Supplier Quality Audit Non-conformance in Lyons Quality Audit Tracking System occurs when a supplier’s products, processes, or systems fail to meet the specified requirements, standards, or contractual agreements. During the audit, auditors identify and document these deviations, which can have significant consequences for quality, safety, and compliance.
Product Quality Issues: Defects, incorrect specifications, or damaged goods that do not meet the agreed standards.
Process Failures: Deviations in manufacturing or operational procedures that impact product quality.
Documentation Gaps: Missing or incorrect records that fail to comply with regulatory or contractual requirements.
Safety or Regulatory Violations: Non-compliance with industry regulations or safety standards.
2. Classifying Non-Conformance
Auditors classify non-conformance into categories based on severity:
Minor Non-Conformance: Less critical issues that need attention but do not pose significant risks.
Major Non-Conformance: Serious issues that impact quality, safety, or regulatory compliance.
Critical Non-Conformance: Issues that threaten the product’s safety, functionality, or compliance with legal standards, requiring immediate action.
3. Documenting Non-Conformance
Auditors document non-conformance by:
Describing the Issue: Clearly explaining the problem, its cause, and its potential impact.
Providing Evidence: Including photos, videos, or inspection reports to support findings.

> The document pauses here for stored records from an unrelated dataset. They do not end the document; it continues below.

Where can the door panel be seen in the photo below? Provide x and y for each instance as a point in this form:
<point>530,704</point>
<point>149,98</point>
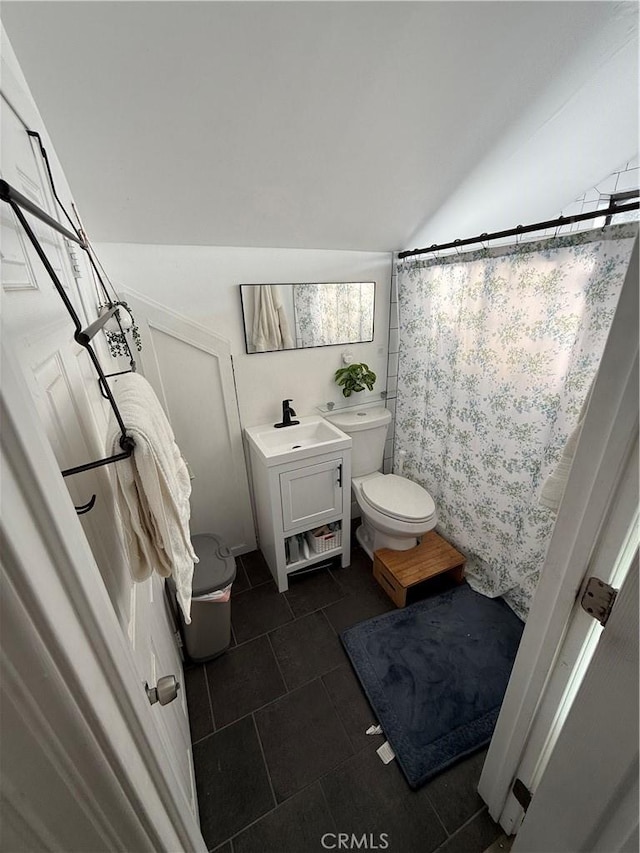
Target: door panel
<point>191,371</point>
<point>58,374</point>
<point>594,765</point>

Conducting Root Cause Analysis: Investigating the underlying reasons for the non-conformance.
4. Corrective and Preventive Actions (CAPA)

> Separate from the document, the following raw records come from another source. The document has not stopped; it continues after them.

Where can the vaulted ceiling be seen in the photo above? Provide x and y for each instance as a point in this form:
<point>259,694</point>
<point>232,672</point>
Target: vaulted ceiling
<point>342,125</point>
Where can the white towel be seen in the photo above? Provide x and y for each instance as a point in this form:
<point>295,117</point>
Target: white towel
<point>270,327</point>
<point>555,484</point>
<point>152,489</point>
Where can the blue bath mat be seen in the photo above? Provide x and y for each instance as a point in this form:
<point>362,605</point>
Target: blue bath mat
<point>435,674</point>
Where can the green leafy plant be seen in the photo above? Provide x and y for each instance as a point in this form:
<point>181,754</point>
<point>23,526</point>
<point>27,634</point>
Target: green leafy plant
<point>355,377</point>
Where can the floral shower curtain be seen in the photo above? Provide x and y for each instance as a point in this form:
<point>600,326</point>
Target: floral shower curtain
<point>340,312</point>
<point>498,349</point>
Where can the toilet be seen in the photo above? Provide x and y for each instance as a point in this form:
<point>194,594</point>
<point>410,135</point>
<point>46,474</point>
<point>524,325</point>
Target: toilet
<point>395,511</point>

After identifying non-conformance, auditors require the supplier to:
Take Corrective Actions: Fix the specific issue, such as replacing defective products or addressing process flaws.
Implement Preventive Actions: Establish measures to prevent recurrence, such as improving controls or training.
5. Impact on Supplier Relationships
Non-conformance can affect the supplier relationship by:
Risking Business: Persistent non-conformance may result in the loss of contracts or reduced order volumes.
Damaging Reputation: Suppliers with recurring issues may damage their reputation with buyers or the market.
Triggering Additional Audits: The buyer may conduct more frequent audits and closely monitor corrective actions.
6. Evaluating Supplier Performance
Auditors use non-conformance findings to evaluate the supplier’s performance. A supplier’s ability to resolve non-conformances and prevent future issues plays a significant role in determining the supplier’s future business prospects.
In summary, non-conformance during a Supplier Quality Audit highlights areas where the supplier fails to meet required standards. Addressing these issues quickly helps improve product quality, ensure compliance, and maintain strong supplier relationships.